Sure, you can get lucky. Ten years ago, after exhaustive deliberation and procrastination, my buddy John Stucker was “almost ready” to pull the trigger on his first African safari. He wasn’t in a hurry.
I suggested he contact Dirk de Bod in Namibia, which is a great destination and outfitter. I soothed Stucker by assuring him that Dirk was “always” booked up a couple of years out.
“Just get something on the calendar,” I said.
Wouldn’t you know it, Dirk had an opening six months later. Stucker was, well, stuck.
He took the opening, and to this day, he suspects I gooned him. (He also blames me for the several safaris that have followed.)
Was that good luck or bad?
Depends on how you look at it, but don’t expect to walk into our 2025 Convention and find that every outfitter has dates within the calendar year. Sure, they’re out there. Some areas have more competition, some hunts are tougher to sell and some outfitters have more slots to sell than others.
All outfitters suffer occasional cancellations and then must scramble to fill them. For some hunters, cancellations are a plan. Sit back like scavengers, hoping to swoop in for a deal.
Sometimes, it works, but it’s hard to count on. Others plan by purchasing hunts at auctions. There is nothing wrong with that. It’s good for everybody, and an auction hunt carries a specified date or period, meaning that opening is set aside.

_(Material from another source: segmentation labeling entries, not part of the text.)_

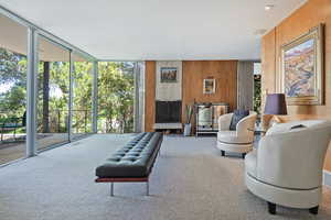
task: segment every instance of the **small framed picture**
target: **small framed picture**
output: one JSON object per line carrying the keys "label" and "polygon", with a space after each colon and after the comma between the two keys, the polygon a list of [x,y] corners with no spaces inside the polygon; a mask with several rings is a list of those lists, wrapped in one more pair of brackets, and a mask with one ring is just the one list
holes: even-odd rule
{"label": "small framed picture", "polygon": [[161,67],[161,82],[174,84],[177,82],[177,67]]}
{"label": "small framed picture", "polygon": [[203,94],[215,94],[215,79],[203,79]]}

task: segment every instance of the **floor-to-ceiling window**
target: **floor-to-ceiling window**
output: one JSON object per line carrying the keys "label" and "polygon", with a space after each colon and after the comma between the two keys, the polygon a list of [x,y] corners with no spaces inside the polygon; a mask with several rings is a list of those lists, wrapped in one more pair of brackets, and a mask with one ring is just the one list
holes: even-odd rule
{"label": "floor-to-ceiling window", "polygon": [[26,34],[0,14],[0,165],[25,156]]}
{"label": "floor-to-ceiling window", "polygon": [[68,142],[71,52],[39,37],[38,150]]}
{"label": "floor-to-ceiling window", "polygon": [[98,133],[134,132],[135,63],[98,65]]}
{"label": "floor-to-ceiling window", "polygon": [[73,61],[72,139],[92,133],[93,63],[79,54]]}
{"label": "floor-to-ceiling window", "polygon": [[261,106],[260,63],[254,63],[254,111],[260,114]]}

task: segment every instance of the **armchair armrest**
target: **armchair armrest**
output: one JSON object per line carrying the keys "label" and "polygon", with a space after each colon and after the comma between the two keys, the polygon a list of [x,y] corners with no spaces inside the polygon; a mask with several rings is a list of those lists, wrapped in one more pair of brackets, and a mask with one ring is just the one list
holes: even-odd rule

The only problem with that plan is that the exact hunt you want may not be on the auction block at the exact time you want to go. It is still good to shop at our Convention. It’s the world’s best shopping mall for hunters, but absent luck, my sense is we need to plan further out. Maybe at this convention, look ahead to 2026, even 2027.
I’ve never had a fixed vacation, and the uncertainty of all those years in the Marines made long-range plans risky. Planning hunts a couple of years out would be a sea change for me — especially these days when I’m reluctant to purchase green bananas.
Having recently lost out on hunts I wanted because they were booked up, I’m convinced planning farther out is increasingly necessary. I’m working on it.
In 2019, I hunted caribou on the Alaskan Peninsula out of Dave Leonard’s brown bear camp. I decided I wanted to hunt the Alaskan brown bear one more time and committed to the October 2023 bear season. Pretty sure it’s the only hunt I ever booked four years out. Maybe I’m getting better, and I have help.
My buddy Stucker, with limited vacation time and kids in school, is a long-range planner. He’s already got me roped into a hunt in 2026, trying to talk me into committing to another in 2027. Seems like a bright green banana, but maybe.
Features Editor Col. Craig Boddington is an author, hunter and longtime SCI member. He is past president of the Los Angeles Chapter, a decorated Marine and C.J. McElroy Award winner.